Re: [RFC PATCH] bfq: fix waker_bfqq inconsistency crash

From: Yu Kuai
Date: Wed Nov 02 2022 - 23:53:46 EST


Hi,

在 2022/11/03 11:05, Khazhy Kumykov 写道:
On Wed, Nov 2, 2022 at 7:56 PM Yu Kuai <yukuai1@xxxxxxxxxxxxxxx> wrote:

Hi,

在 2022/11/03 9:39, Khazhismel Kumykov 写道:
This fixes crashes in bfq_add_bfqq_busy due to waker_bfqq being NULL,
but woken_list_node still being hashed. This would happen when
bfq_init_rq() expects a brand new allocated queue to be returned from

From what I see, bfqq->waker_bfqq is updated in bfq_init_rq() only if
'new_queue' is false, but if 'new_queue' is false, the returned 'bfqq'
from bfq_get_bfqq_handle_split() will never be oom_bfqq, so I'm confused
here...
There's two calls for bfq_get_bfqq_handle_split in this function - the
second one is after the check you mentioned, and is the problematic
one.
Yes, thanks for the explanation. Now I understand how the problem
triggers.


bfq_get_bfqq_handle_split() and unconditionally updates waker_bfqq
without resetting woken_list_node. Since we can always return oom_bfqq
when attempting to allocate, we cannot assume waker_bfqq starts as NULL.
We must either reset woken_list_node, or avoid setting woken_list at all
for oom_bfqq - opt to do the former.

Once oom_bfqq is used, I think the io is treated as issued from root
group. Hence I don't think it's necessary to set woken_list or
waker_bfqq for oom_bfqq.
Ack, I was wondering what's right here since, evidently, *someone* had
already set oom_bfqq->waker_bfqq to *something* (although... maybe it
was an earlier init_rq).
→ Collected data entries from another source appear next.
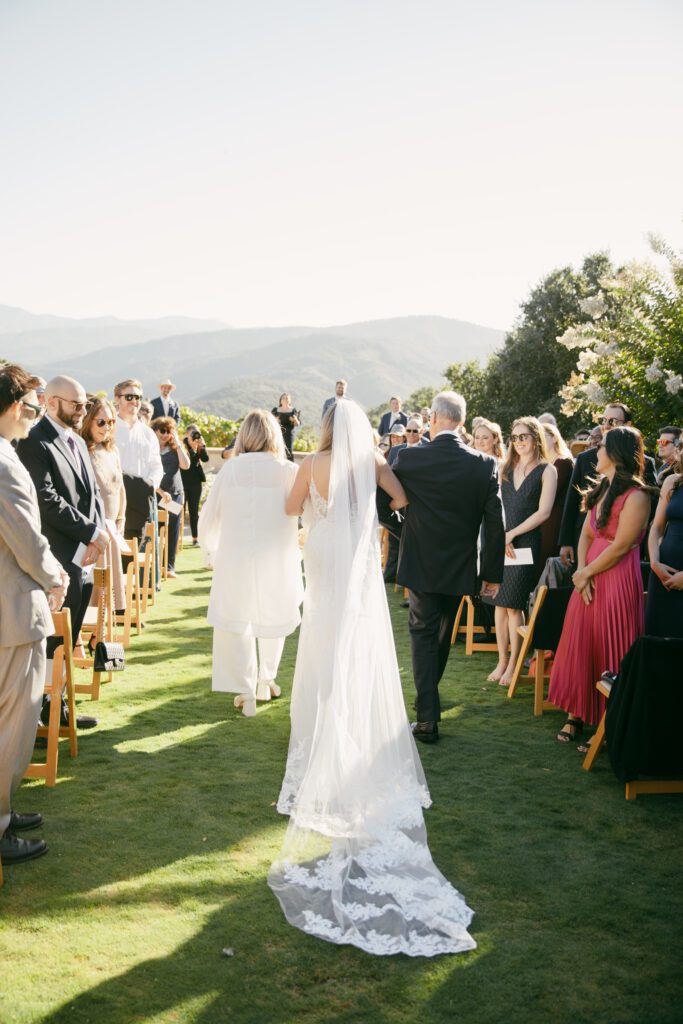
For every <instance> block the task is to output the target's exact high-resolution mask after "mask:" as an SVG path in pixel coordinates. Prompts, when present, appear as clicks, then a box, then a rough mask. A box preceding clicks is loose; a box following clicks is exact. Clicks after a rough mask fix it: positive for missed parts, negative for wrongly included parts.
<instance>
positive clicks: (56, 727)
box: [26, 608, 78, 785]
mask: <svg viewBox="0 0 683 1024" xmlns="http://www.w3.org/2000/svg"><path fill="white" fill-rule="evenodd" d="M52 625H53V627H54V632H53V634H52V636H56V637H60V638H61V644H60V645H59V646H58V647H57V648H56V650H55V651H54V655H53V660H52V679H51V680H49V681H47V682H46V683H45V693H46V694H47V695H48V696H49V698H50V717H49V722H48V724H47V726H42V725H41V726H38V733H37V734H38V735H39V736H47V754H46V757H45V763H44V764H41V763H40V762H32V763H31V764H30V765H29V767H28V768H27V770H26V777H27V778H44V779H45V785H54V784H55V782H56V779H57V761H58V757H59V737H60V736H69V752H70V754H71V756H72V757H73V758H75V757H77V756H78V737H77V735H76V705H75V702H74V658H73V654H72V633H71V612H70V610H69V608H65V609H63V610H62V611H53V612H52ZM65 689H66V691H67V707H68V708H69V725H68V726H60V725H59V715H60V713H61V693H62V691H63V690H65Z"/></svg>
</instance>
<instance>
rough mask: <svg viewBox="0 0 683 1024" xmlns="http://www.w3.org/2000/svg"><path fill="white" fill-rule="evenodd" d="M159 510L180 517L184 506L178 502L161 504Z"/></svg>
mask: <svg viewBox="0 0 683 1024" xmlns="http://www.w3.org/2000/svg"><path fill="white" fill-rule="evenodd" d="M159 508H160V509H163V510H164V512H172V513H173V515H180V513H181V512H182V505H179V504H178V503H177V502H160V503H159Z"/></svg>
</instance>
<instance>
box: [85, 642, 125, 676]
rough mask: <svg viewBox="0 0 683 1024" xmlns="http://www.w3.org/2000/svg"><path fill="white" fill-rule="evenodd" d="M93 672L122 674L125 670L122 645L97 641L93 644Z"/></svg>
mask: <svg viewBox="0 0 683 1024" xmlns="http://www.w3.org/2000/svg"><path fill="white" fill-rule="evenodd" d="M92 668H93V671H94V672H123V670H124V669H125V668H126V653H125V651H124V649H123V644H122V643H108V642H106V641H105V640H98V641H97V643H96V644H95V656H94V665H93V667H92Z"/></svg>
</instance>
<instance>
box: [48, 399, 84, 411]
mask: <svg viewBox="0 0 683 1024" xmlns="http://www.w3.org/2000/svg"><path fill="white" fill-rule="evenodd" d="M54 397H55V398H57V399H58V400H59V401H68V402H69V404H70V406H73V407H74V409H75V411H76V412H77V413H78V411H79V410H81V409H83V410H86V409H87V408H88V403H87V401H75V400H74V398H62V397H61V395H59V394H55V396H54Z"/></svg>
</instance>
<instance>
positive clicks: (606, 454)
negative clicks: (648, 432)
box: [582, 427, 654, 529]
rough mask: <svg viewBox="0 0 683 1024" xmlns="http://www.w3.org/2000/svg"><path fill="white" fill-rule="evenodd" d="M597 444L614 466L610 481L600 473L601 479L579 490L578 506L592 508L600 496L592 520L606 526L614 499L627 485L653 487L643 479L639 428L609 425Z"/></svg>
mask: <svg viewBox="0 0 683 1024" xmlns="http://www.w3.org/2000/svg"><path fill="white" fill-rule="evenodd" d="M600 443H601V444H602V445H603V447H604V450H605V454H606V456H607V458H608V459H609V461H610V462H611V463H613V465H614V476H613V477H612V480H611V482H610V481H609V480H608V479H607V477H606V476H603V477H602V479H601V480H594V481H593V486H592V487H589V488H588V489H587V490H583V492H582V495H583V496H584V500H583V502H582V509H583V510H584V511H585V512H588V511H589V510H590V509H592V508H593V507H594V506H595V505H597V504H598V503H599V502H600V501H602V498H603V497H604V501H603V502H602V506H601V508H600V511H599V513H598V517H597V519H596V526H597V527H598V529H602V528H603V527H604V526H606V525H607V522H608V520H609V514H610V512H611V510H612V506H613V504H614V502H615V501H616V499H617V498H620V497H621V496H622V495H623V494H625V493H626V492H627V490H630V489H631V487H637V488H638V490H646V492H653V489H654V488H652V487H648V486H647V485H646V484H645V483H644V482H643V466H644V463H645V454H644V450H643V438H642V435H641V433H640V431H639V430H636V429H635V427H612V429H611V430H608V431H607V432H606V434H605V435H604V437H603V439H602V441H601V442H600Z"/></svg>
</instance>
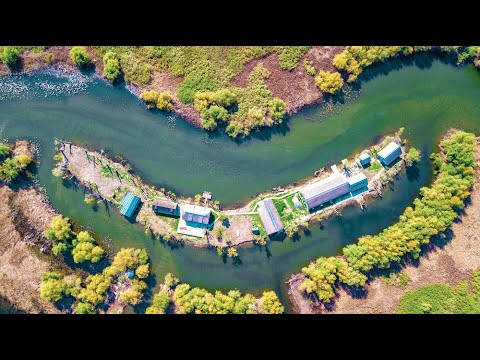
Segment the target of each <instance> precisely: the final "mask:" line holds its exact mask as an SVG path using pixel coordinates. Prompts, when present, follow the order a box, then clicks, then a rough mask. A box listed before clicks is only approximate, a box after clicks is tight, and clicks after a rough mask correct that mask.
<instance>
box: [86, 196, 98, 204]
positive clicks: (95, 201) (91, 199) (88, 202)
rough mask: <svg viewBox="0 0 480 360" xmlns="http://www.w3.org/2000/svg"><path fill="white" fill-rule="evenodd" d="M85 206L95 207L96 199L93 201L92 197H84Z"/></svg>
mask: <svg viewBox="0 0 480 360" xmlns="http://www.w3.org/2000/svg"><path fill="white" fill-rule="evenodd" d="M83 201H84V202H85V204H87V205H92V206H93V205H95V204H96V203H97V199H95V196H93V195H85V199H83Z"/></svg>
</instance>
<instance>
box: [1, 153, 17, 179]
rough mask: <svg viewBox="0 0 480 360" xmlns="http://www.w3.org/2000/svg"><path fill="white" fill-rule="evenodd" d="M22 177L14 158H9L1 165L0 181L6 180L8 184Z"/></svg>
mask: <svg viewBox="0 0 480 360" xmlns="http://www.w3.org/2000/svg"><path fill="white" fill-rule="evenodd" d="M19 175H20V169H19V166H18V163H17V161H15V159H12V158H7V159H5V161H4V162H3V164H1V165H0V180H5V181H7V182H13V181H15V180H16V179H17V178H18V176H19Z"/></svg>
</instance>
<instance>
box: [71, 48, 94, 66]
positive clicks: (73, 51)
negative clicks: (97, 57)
mask: <svg viewBox="0 0 480 360" xmlns="http://www.w3.org/2000/svg"><path fill="white" fill-rule="evenodd" d="M70 59H72V61H73V63H74V64H75V66H77V67H79V68H81V69H86V68H88V67H89V66H91V65H92V61H91V59H90V55H88V53H87V49H86V48H85V46H74V47H72V49H71V50H70Z"/></svg>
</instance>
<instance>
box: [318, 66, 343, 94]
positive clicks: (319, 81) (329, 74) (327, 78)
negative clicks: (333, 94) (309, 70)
mask: <svg viewBox="0 0 480 360" xmlns="http://www.w3.org/2000/svg"><path fill="white" fill-rule="evenodd" d="M315 83H316V84H317V86H318V87H319V88H320V90H322V91H324V92H327V93H329V94H335V93H336V92H337V91H338V90H340V89H341V88H342V86H343V79H342V76H341V75H340V73H339V72H327V71H320V72H319V73H318V75H317V76H316V77H315Z"/></svg>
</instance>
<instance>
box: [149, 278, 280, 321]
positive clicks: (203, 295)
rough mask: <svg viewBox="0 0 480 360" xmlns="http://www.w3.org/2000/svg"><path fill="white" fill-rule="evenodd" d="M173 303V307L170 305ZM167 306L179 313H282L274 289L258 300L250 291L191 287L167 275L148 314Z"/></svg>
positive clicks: (164, 307)
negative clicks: (242, 294) (216, 289)
mask: <svg viewBox="0 0 480 360" xmlns="http://www.w3.org/2000/svg"><path fill="white" fill-rule="evenodd" d="M172 305H173V307H172ZM170 307H172V308H175V309H176V313H178V314H256V313H264V314H281V313H283V312H284V307H283V306H282V304H281V303H280V300H278V297H277V295H276V294H275V292H273V291H265V292H264V293H263V295H262V297H261V298H260V299H259V300H257V299H256V298H255V296H253V295H252V294H245V295H242V294H241V293H240V291H238V290H230V291H229V292H228V293H226V294H225V293H222V292H221V291H215V293H211V292H209V291H207V290H205V289H202V288H198V287H191V286H190V285H189V284H185V283H180V282H179V280H178V278H176V277H175V276H174V275H172V274H170V273H169V274H167V276H166V277H165V282H164V285H162V288H161V290H160V291H159V292H158V293H157V294H156V295H155V296H154V298H153V301H152V305H151V306H150V307H149V308H147V310H146V313H147V314H165V313H166V312H167V309H169V308H170Z"/></svg>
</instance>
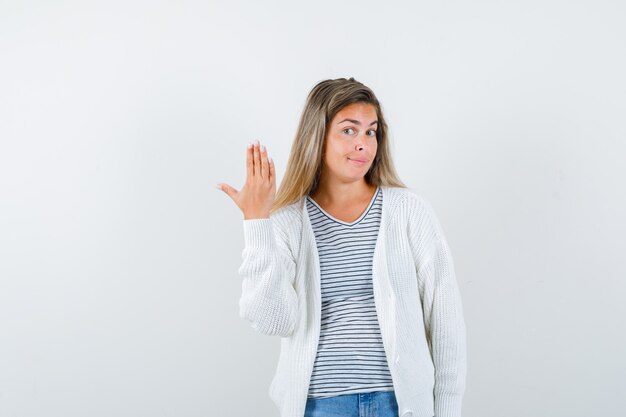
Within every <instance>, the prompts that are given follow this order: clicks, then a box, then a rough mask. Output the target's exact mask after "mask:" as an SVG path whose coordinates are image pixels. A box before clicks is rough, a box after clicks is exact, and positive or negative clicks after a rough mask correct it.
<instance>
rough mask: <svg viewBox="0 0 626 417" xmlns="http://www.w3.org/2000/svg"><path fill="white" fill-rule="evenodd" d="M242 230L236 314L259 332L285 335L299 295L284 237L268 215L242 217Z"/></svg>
mask: <svg viewBox="0 0 626 417" xmlns="http://www.w3.org/2000/svg"><path fill="white" fill-rule="evenodd" d="M243 230H244V249H243V252H242V255H241V257H242V263H241V266H240V267H239V269H238V273H239V275H240V276H242V277H243V281H242V287H241V288H242V293H241V298H240V299H239V315H240V317H241V318H244V319H246V320H248V321H250V322H251V323H252V328H253V329H255V330H256V331H257V332H259V333H261V334H265V335H270V336H273V335H275V336H288V335H290V334H291V333H292V332H293V330H294V328H295V325H296V319H297V309H298V297H297V294H296V291H295V289H294V287H293V283H294V280H295V271H296V264H295V261H294V258H293V256H292V253H291V250H290V249H289V246H288V245H287V239H286V237H285V236H284V235H283V234H282V232H281V231H280V230H278V229H277V228H276V227H275V225H274V220H273V219H271V218H269V219H248V220H243Z"/></svg>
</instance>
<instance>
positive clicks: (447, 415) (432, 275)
mask: <svg viewBox="0 0 626 417" xmlns="http://www.w3.org/2000/svg"><path fill="white" fill-rule="evenodd" d="M417 213H420V214H419V215H417ZM416 216H417V217H419V218H421V219H422V221H419V222H417V221H413V222H412V226H411V228H410V230H411V233H410V235H411V241H412V243H413V248H420V249H421V250H420V255H419V256H420V259H419V263H418V262H417V260H416V264H419V268H418V271H417V276H418V282H419V288H420V292H421V298H422V308H423V312H424V325H425V329H426V335H427V337H428V339H429V342H430V347H431V356H432V359H433V365H434V368H435V387H434V400H435V416H436V417H460V416H461V405H462V397H463V393H464V391H465V378H466V373H467V369H466V368H467V353H466V349H467V348H466V329H465V321H464V318H463V307H462V304H461V294H460V291H459V288H458V285H457V282H456V276H455V271H454V263H453V259H452V255H451V253H450V248H449V246H448V244H447V241H446V239H445V237H444V235H443V230H442V228H441V226H440V224H439V221H438V220H437V217H436V216H435V214H434V211H433V210H432V208H431V206H430V204H429V203H428V202H426V201H422V204H420V205H419V207H416V208H415V213H414V216H411V217H413V219H415V218H416ZM410 221H411V220H410ZM418 223H419V224H418ZM414 254H417V253H416V252H414Z"/></svg>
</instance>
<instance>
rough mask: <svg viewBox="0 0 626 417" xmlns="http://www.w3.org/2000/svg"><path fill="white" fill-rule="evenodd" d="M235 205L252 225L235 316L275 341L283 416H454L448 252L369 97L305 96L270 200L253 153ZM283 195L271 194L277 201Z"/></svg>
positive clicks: (448, 260) (260, 146) (460, 306)
mask: <svg viewBox="0 0 626 417" xmlns="http://www.w3.org/2000/svg"><path fill="white" fill-rule="evenodd" d="M246 160H247V178H246V183H245V185H244V186H243V188H242V189H241V191H237V190H235V189H234V188H233V187H231V186H229V185H227V184H220V185H219V188H220V189H222V190H223V191H224V192H225V193H227V194H228V195H229V196H230V197H231V198H232V199H233V201H234V202H235V203H236V204H237V206H238V207H239V208H240V209H241V210H242V212H243V215H244V220H243V228H244V242H245V247H244V249H243V254H242V258H243V262H242V264H241V267H240V268H239V270H238V272H239V274H240V275H241V276H242V277H243V283H242V295H241V298H240V301H239V307H240V315H241V317H242V318H245V319H247V320H249V321H250V322H251V323H252V327H253V328H254V329H255V330H257V331H258V332H260V333H261V334H266V335H277V336H281V352H280V357H279V361H278V366H277V369H276V374H275V376H274V378H273V380H272V383H271V386H270V390H269V394H270V396H271V398H272V400H273V401H274V402H275V403H276V405H277V406H278V407H279V409H280V412H281V414H280V415H281V417H302V416H305V417H328V416H345V417H353V416H354V417H359V416H379V417H388V416H394V417H395V416H401V417H408V416H419V417H431V416H436V417H460V416H461V402H462V396H463V393H464V390H465V374H466V340H465V339H466V336H465V323H464V319H463V313H462V305H461V297H460V293H459V290H458V286H457V283H456V279H455V273H454V268H453V263H452V257H451V255H450V251H449V247H448V244H447V242H446V239H445V237H444V235H443V231H442V228H441V226H440V224H439V222H438V220H437V218H436V216H435V214H434V213H433V211H432V208H431V206H430V204H429V203H428V202H427V201H426V200H425V199H424V198H422V197H421V196H419V195H418V194H417V193H415V192H413V191H410V190H409V189H408V188H407V187H406V186H405V185H404V184H403V183H402V182H401V181H400V180H399V179H398V176H397V174H396V171H395V169H394V165H393V163H392V159H391V154H390V147H389V141H388V137H387V125H386V123H385V119H384V117H383V112H382V109H381V106H380V104H379V102H378V100H377V98H376V96H375V95H374V93H373V92H372V91H371V90H370V89H369V88H368V87H366V86H365V85H363V84H361V83H360V82H358V81H356V80H354V79H353V78H350V79H349V80H346V79H344V78H341V79H336V80H325V81H322V82H320V83H318V84H317V85H316V86H315V87H314V88H313V89H312V90H311V92H310V93H309V96H308V99H307V102H306V104H305V107H304V111H303V113H302V116H301V119H300V123H299V126H298V130H297V134H296V137H295V141H294V143H293V145H292V148H291V153H290V155H289V161H288V164H287V169H286V173H285V176H284V178H283V181H282V184H281V187H280V189H279V190H278V193H277V194H276V191H275V190H276V172H275V168H274V162H273V161H272V159H271V158H269V156H268V152H267V149H265V148H264V147H263V146H260V144H259V143H258V141H256V143H255V144H250V145H248V149H247V151H246ZM275 194H276V196H275Z"/></svg>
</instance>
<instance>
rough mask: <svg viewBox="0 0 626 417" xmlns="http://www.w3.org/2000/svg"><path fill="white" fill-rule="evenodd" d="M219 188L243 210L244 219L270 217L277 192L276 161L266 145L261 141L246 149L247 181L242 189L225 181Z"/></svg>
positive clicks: (261, 218) (252, 144) (267, 218)
mask: <svg viewBox="0 0 626 417" xmlns="http://www.w3.org/2000/svg"><path fill="white" fill-rule="evenodd" d="M218 188H219V189H220V190H222V191H224V192H225V193H226V194H228V196H229V197H230V198H231V199H232V200H233V201H234V202H235V204H237V206H238V207H239V208H240V209H241V211H242V212H243V218H244V220H248V219H269V217H270V209H271V207H272V203H273V202H274V196H275V194H276V172H275V169H274V161H273V160H272V159H271V158H268V156H267V150H266V149H265V146H260V144H259V141H258V140H257V141H255V142H254V143H253V144H249V145H248V147H247V149H246V183H245V184H244V185H243V188H242V189H241V191H237V190H236V189H234V188H233V187H231V186H230V185H228V184H225V183H219V184H218Z"/></svg>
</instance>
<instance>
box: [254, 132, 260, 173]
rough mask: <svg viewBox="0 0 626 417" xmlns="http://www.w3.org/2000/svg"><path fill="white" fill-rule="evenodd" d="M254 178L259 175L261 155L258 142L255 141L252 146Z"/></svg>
mask: <svg viewBox="0 0 626 417" xmlns="http://www.w3.org/2000/svg"><path fill="white" fill-rule="evenodd" d="M253 149H254V176H255V177H257V176H260V175H261V155H260V151H259V141H258V140H257V141H255V143H254V146H253Z"/></svg>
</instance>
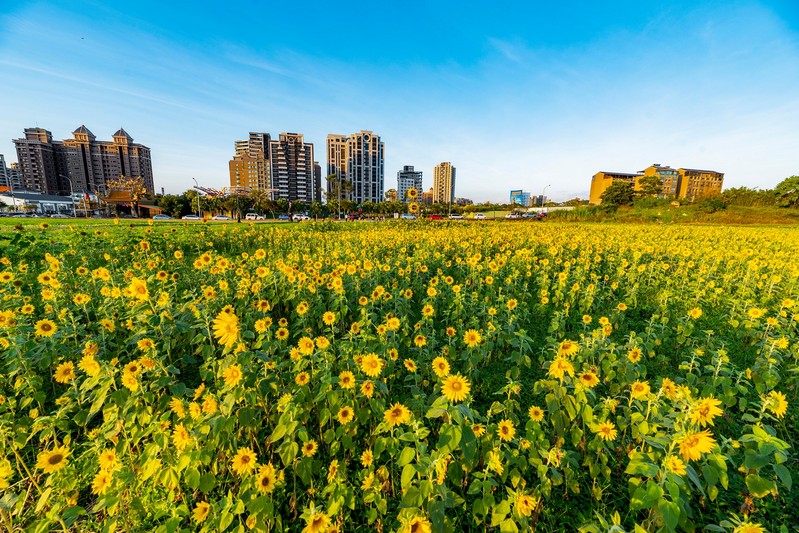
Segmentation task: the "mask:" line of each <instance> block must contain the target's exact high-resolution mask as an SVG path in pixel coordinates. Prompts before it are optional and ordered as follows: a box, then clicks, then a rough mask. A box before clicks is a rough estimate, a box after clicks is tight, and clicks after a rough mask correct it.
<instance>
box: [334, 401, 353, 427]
mask: <svg viewBox="0 0 799 533" xmlns="http://www.w3.org/2000/svg"><path fill="white" fill-rule="evenodd" d="M336 418H338V422H339V424H349V423H350V422H352V419H353V418H355V412H354V411H353V410H352V407H349V406H346V405H345V406H344V407H342V408H341V409H339V410H338V414H337V415H336Z"/></svg>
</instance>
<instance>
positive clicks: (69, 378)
mask: <svg viewBox="0 0 799 533" xmlns="http://www.w3.org/2000/svg"><path fill="white" fill-rule="evenodd" d="M53 378H54V379H55V380H56V381H57V382H59V383H69V382H70V381H72V380H73V379H75V364H74V363H73V362H72V361H67V362H66V363H61V364H60V365H58V367H57V368H56V370H55V373H54V374H53Z"/></svg>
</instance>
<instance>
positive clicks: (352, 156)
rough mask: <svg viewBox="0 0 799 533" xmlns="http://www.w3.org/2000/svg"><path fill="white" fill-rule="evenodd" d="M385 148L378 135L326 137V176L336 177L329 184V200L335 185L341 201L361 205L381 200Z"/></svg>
mask: <svg viewBox="0 0 799 533" xmlns="http://www.w3.org/2000/svg"><path fill="white" fill-rule="evenodd" d="M384 150H385V147H384V144H383V141H381V140H380V136H379V135H375V134H374V133H373V132H371V131H366V130H361V131H359V132H358V133H353V134H352V135H349V136H344V135H337V134H331V135H328V136H327V174H328V176H336V178H332V179H331V180H330V181H328V196H329V198H328V200H333V199H335V200H337V199H338V198H330V195H332V194H333V191H334V189H335V188H336V187H337V183H339V182H341V183H346V185H343V186H341V187H340V189H341V191H342V199H348V200H352V201H353V202H355V203H356V204H358V205H360V204H362V203H364V202H373V203H377V202H380V201H382V200H383V190H384V178H385V176H384V157H385V153H384Z"/></svg>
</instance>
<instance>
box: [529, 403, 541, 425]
mask: <svg viewBox="0 0 799 533" xmlns="http://www.w3.org/2000/svg"><path fill="white" fill-rule="evenodd" d="M527 414H528V415H530V420H532V421H533V422H541V421H542V420H543V419H544V410H543V409H541V408H540V407H538V406H537V405H531V406H530V409H528V410H527Z"/></svg>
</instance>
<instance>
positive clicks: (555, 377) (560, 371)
mask: <svg viewBox="0 0 799 533" xmlns="http://www.w3.org/2000/svg"><path fill="white" fill-rule="evenodd" d="M547 373H548V374H549V375H550V376H552V377H553V378H556V379H561V380H562V379H563V378H564V376H565V375H566V374H569V375H570V376H574V367H573V366H572V364H571V363H570V362H569V361H567V360H566V359H565V358H564V357H556V358H555V360H554V361H552V363H550V365H549V370H548V371H547Z"/></svg>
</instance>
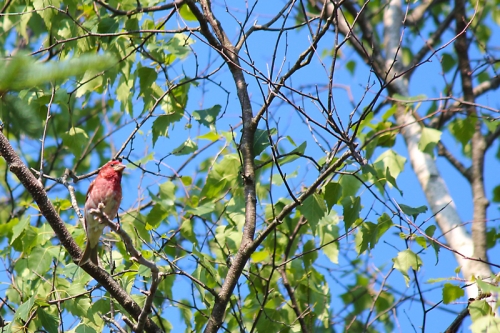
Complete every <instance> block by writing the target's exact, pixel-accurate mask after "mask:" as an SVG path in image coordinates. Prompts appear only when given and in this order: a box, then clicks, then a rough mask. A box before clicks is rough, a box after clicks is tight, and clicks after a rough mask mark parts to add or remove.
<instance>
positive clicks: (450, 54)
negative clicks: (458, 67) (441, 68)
mask: <svg viewBox="0 0 500 333" xmlns="http://www.w3.org/2000/svg"><path fill="white" fill-rule="evenodd" d="M456 64H457V61H456V60H455V58H453V56H452V55H451V54H449V53H443V57H442V58H441V65H442V66H443V71H444V72H445V73H448V72H449V71H451V70H452V69H454V68H455V66H456Z"/></svg>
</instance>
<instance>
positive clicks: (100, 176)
mask: <svg viewBox="0 0 500 333" xmlns="http://www.w3.org/2000/svg"><path fill="white" fill-rule="evenodd" d="M124 169H125V165H123V164H122V163H121V162H120V161H118V160H112V161H109V162H108V163H106V164H105V165H104V166H103V167H102V168H101V169H100V170H99V173H98V174H97V177H96V179H94V181H92V183H90V186H89V189H88V191H87V197H86V199H85V208H84V223H85V231H86V233H87V245H86V247H85V252H84V253H83V256H82V258H81V259H80V262H79V266H82V265H84V264H86V263H87V262H89V261H91V262H92V263H94V264H95V265H97V266H99V261H98V259H97V257H98V251H97V250H98V247H97V245H98V244H99V238H100V237H101V234H102V231H103V230H104V228H105V227H106V223H105V222H104V221H101V218H100V217H99V216H96V215H95V214H92V213H91V211H92V210H99V205H101V207H102V206H104V207H103V208H102V212H103V213H104V214H106V216H107V217H108V218H109V219H110V220H113V219H114V218H115V216H116V213H117V212H118V207H119V206H120V203H121V200H122V185H121V180H122V173H123V170H124Z"/></svg>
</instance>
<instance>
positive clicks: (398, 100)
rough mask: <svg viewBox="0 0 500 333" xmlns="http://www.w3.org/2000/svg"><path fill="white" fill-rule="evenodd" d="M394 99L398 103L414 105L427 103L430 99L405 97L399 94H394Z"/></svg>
mask: <svg viewBox="0 0 500 333" xmlns="http://www.w3.org/2000/svg"><path fill="white" fill-rule="evenodd" d="M393 98H394V99H395V100H397V101H398V102H402V103H407V104H413V103H415V102H421V101H426V100H427V99H428V97H427V96H426V95H423V94H422V95H417V96H403V95H399V94H394V96H393Z"/></svg>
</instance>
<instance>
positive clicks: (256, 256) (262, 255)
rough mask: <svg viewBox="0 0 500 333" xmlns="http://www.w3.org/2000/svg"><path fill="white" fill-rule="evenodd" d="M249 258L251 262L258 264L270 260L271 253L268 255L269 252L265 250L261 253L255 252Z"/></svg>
mask: <svg viewBox="0 0 500 333" xmlns="http://www.w3.org/2000/svg"><path fill="white" fill-rule="evenodd" d="M250 257H251V258H252V262H254V263H259V262H262V261H264V260H268V259H270V258H271V253H269V251H267V250H262V251H257V252H254V253H252V255H251V256H250Z"/></svg>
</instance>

But maybe it's better to do nothing if we
*know* it's oom_bfqq.

I need to have a check how oom_bfqq get involved with waker_bfqq, and
then see if it's reasonable.

Probably Jan and Paolo will have better view on this.

Thanks,
Kuai

Is it a correct interpretation here that setting waker_bfqq won't
accomplish anything anyways on oom_bfqq, so better off not?